Qui est le « Gang des nouveau-nés » de Turkiye et pourquoi sont-ils jugés ?

Un procès tient la Turquie captivée alors qu'un groupe de professionnels de la santé, soupçonnés d'avoir tué au moins 10 nouveau-nés, est jugé dans une affaire d'arnaque aux soins de santé.

Beaucoup soupçonnent que le nombre de nourrissons tués pourrait augmenter.

Voici tout ce que nous savons :

Qu'est-ce que le gang des nouveau-nés ? Qu'ont-ils fait ?

Ce qui a été surnommé le « Gang des nouveau-nés » comprend 47 professionnels de la santé qui sont jugés pour un projet qu'ils auraient lancé en janvier 2023.

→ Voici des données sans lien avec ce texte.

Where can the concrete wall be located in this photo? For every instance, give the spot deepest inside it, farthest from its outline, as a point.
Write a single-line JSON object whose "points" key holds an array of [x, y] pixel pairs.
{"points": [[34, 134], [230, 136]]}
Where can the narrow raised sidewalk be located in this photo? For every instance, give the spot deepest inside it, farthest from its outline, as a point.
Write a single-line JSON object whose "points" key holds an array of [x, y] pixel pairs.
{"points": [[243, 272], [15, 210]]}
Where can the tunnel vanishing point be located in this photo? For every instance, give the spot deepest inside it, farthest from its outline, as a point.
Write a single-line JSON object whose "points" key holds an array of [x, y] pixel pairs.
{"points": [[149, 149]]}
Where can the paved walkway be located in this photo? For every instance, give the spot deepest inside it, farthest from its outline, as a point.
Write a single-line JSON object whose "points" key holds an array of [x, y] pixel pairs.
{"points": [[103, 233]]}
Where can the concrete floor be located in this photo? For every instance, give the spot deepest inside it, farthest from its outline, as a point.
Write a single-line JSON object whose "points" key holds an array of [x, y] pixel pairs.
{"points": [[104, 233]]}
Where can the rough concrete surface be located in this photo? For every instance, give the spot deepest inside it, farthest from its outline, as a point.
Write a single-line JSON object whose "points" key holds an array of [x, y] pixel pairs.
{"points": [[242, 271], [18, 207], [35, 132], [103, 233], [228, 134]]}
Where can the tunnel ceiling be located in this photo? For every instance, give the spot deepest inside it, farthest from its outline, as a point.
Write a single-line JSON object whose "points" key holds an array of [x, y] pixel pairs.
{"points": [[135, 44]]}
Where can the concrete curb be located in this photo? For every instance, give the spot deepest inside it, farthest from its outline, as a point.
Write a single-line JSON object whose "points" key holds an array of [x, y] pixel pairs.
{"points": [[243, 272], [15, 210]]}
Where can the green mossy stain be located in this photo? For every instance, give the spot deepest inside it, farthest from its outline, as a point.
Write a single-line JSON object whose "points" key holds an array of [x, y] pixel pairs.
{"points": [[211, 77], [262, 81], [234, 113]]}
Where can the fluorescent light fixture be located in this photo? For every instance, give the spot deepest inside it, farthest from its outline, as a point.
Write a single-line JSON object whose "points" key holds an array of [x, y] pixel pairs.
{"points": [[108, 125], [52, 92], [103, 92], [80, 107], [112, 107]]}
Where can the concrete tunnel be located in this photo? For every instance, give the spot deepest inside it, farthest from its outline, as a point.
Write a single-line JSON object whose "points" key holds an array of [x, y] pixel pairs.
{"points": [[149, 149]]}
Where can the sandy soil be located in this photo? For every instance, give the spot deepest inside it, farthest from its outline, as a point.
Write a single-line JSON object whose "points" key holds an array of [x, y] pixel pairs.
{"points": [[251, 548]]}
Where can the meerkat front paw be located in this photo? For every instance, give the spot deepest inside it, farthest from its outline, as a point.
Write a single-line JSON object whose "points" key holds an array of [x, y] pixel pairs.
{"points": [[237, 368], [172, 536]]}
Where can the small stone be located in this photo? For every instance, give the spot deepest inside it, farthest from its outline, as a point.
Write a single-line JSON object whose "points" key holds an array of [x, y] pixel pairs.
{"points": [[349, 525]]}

Ils sont accusés d’avoir transféré des nouveau-nés – sous de faux prétextes – d’unités néonatales publiques vers des unités néonatales privées, où ils ont été gardés pendant des périodes prolongées et soumis à des traitements inutiles en échange de paiements en espèces.

Le principal d'entre eux est Firat Sari, un médecin dont la société exploitait plusieurs unités néonatales dans des hôpitaux privés et qui est chargé de mettre en place ce système pour son propre bénéfice.

Comment ça marche, déplacer les patients des hôpitaux publics vers les hôpitaux privés ?

La Turquie offre à ses citoyens des soins de santé gratuits grâce à un système mixte public-privé.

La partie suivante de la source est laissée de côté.